Despite much literary detective work, the exact year of writing remains in dispute. Three different early versions of the play have survived: these are known as the First Quarto (Q1), the Second Quarto (Q2) and the First Folio (F1). Each has lines, and even scenes, that are missing from the others. Shakespeare probably based Hamlet on the legend of Amleth, preserved by 13th-century chronicler Saxo Grammaticus in his Gesta Danorum and subsequently retold by 16th-century scholar François de Belleforest, and a supposedly lost Elizabethan play known today as the Ur-Hamlet.
Given the play's dramatic structure and depth of characterization, Hamlet can be analyzed, interpreted and argued about from many perspectives. For example, commentators have puzzled for centuries about Hamlet's hesitation in killing his uncle. Some see it as a plot device to prolong the action, and others see it as the result of pressure exerted by the complex philosophical and ethical issues that surround cold-blooded murder, calculated revenge and thwarted desire. More recently, psychoanalytic critics have examined Hamlet's unconscious desires, and feminist critics have re-evaluated and rehabilitated the often maligned characters of Ophelia and Gertrude.

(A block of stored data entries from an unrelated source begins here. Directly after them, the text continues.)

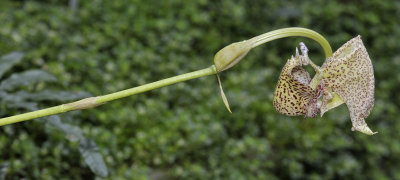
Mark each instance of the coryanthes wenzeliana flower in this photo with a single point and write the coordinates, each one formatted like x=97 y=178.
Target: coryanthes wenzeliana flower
x=346 y=77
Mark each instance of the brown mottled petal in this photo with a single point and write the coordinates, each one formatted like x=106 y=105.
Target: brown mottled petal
x=349 y=74
x=293 y=92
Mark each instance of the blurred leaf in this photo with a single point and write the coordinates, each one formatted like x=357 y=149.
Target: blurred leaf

Hamlet is Shakespeare's longest play, and among the most powerful and influential tragedies in the English language. It provides a storyline capable of "seemingly endless retelling and adaptation by others".[1] During Shakespeare's lifetime the play was one of his most popular works,[2] and it still ranks high among his most-performed, topping, for example, the Royal Shakespeare Company's list since 1879.[3] It has inspired writers from Goethe and Dickens to Joyce and Murdoch, and has been described as "the world's most filmed story after Cinderella".[4] The title role was almost certainly created for Richard Burbage, the leading tragedian of Shakespeare's time.[5] In the four hundred years since, it has been played by the greatest actors, and sometimes actresses, of each successive age.
Quotes
To be, or not to be: that is the question". - (Act III, Scene I).
"Neither a borrower nor a lender be; For loan oft loses both itself and friend, and borrowing dulls the edge of husbandry". - (Act I, Scene III).
"This above all: to thine own self be true". - (Act I, Scene III).
"Though this be madness, yet there is method in 't.". - (Act II, Scene II).
"That it should come to this!". - (Act I, Scene II).
"There is nothing either good or bad, but thinking makes it so". - (Act II, Scene II).
"What a piece of work is man! how noble in reason! how infinite in faculty! in form and moving how express and admirable! in action how like an angel! in apprehension how like a god! the beauty of the world, the paragon of animals! ". - (Act II, Scene II).
"The lady doth protest too much, methinks". - (Act III, Scene II).
"In my mind's eye". - (Act I, Scene II).
"A little more than kin, and less than kind". - (Act I, Scene II).
"The play 's the thing wherein I'll catch the conscience of the king". - (Act II, Scene II).
"And it must follow, as the night the day, thou canst not then be false to any man". - (Act I, Scene III)."This is the very ecstasy of love". - (Act II, Scene I).
"Brevity is the soul of wit". - (Act II, Scene II).
"Doubt that the sun doth move, doubt truth to be a liar, but never doubt I love". - (Act II, Scene II).
"Rich gifts wax poor when givers prove unkind". - (Act III, Scene I).
"Do you think I am easier to be played on than a pipe?" - (Act III, Scene II).
"I will speak daggers to her, but use none". - (Act III, Scene II).
"When sorrows come, they come not single spies, but in battalions". - (Act IV, Scene V).